Segundo a Polícia Militar, o tumulto começou em três galerias, mas devido à ação rápida dos policiais e dos agentes a rebelião ficou restrita a uma galeria. A PM informou que os presos bateram nas grades. A polícia utilizou bombas de efeito moral para conter a agitação. Dois detidos teriam
ficado feridos.
Os presos exigiram a presença do juiz da Vara de Execuções Penais e da imprensa. Segundo o tenente-coronel Amauri Lubian, comandante do Batalhão de Guarda, os detidos requisitaram melhorias, principalmente na alimentação e nos banheiros. O policial apontou que a Justiça e o governo do Estado deverão analisar as reivindicações. O refém foi liberado às 15h30.
Na segunda-feira, um advogado, que seria representante de membros do Primeiro Comando da Capital (PCC), foi preso no Centro de Detenção Provisória acusado de repassar aos presos determinação de generais do PCC para que fossem realizadas rebeliões em presídios do Paraná. Lubian disse que não recebeu nenhuma infor-mação de que o motim de ontem estaria relacionado à prisão do profissional. Entretanto, admitiu que um dos presos da galeria onde houve a rebelião havia conversado com o advogado na segunda-feira.
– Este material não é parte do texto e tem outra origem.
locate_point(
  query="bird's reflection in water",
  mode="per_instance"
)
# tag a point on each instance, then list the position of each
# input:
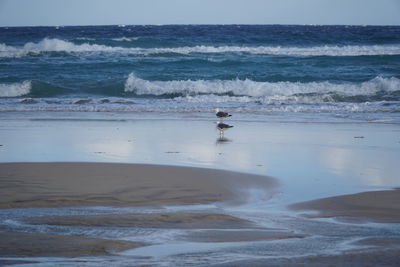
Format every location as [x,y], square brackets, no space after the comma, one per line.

O Sindicato dos Servidores do Sistema Penitenciário do Paraná acredita que o motim está relacionado à prisão. É ingênuo dizer que não há ligação, disse a presidente do sindicato, Sandra Márcia Duarte, que citou os ataques que o PCC está promovendo em São Paulo. O Paraná tem que tomar todas as precauções e o policiamento precisa ser reforçado nos presídios.
Durante as cerca de cinco horas de rebelião, familiares de presos esperaram em frente ao Centro de Detenção Provisória. Kelly Pereira, 21 anos, veio visitar o marido. Ela estava com a filha de apenas 16 dias, que iria conhecer o pai. Disseram que a gente não podia entrar. Estou com medo de que façam alguma coisa com meu marido, disse Kelly.
Outra mulher, esposa de um preso e que não quis se identificar, fez críticas ao presídio. Aqui não tem banheiro no pátio, a alimentação é ruim, os presos estão passando fome, não tem visita íntima, não tem atividades para os detidos. Esse presídio é horrível, criticou. O Centro de Detenção Provisória de São José dos Pinhais foi inaugurado em dezembro de 2005. Segundo a direção da unidade, no início desta semana o presídio estava com 753 presos, menos do que a capacidade total, que é de 864 detidos.
Em solenidade na Assembléia Legislativa, o governador Roberto Requião (PMDB), visivelmente irritado, se recusou a falar com a imprensa sobre a rebelião em São José dos Pinhais. Pergunte para o secretário da Justiça, disse, após muita insistência dos jornalistas.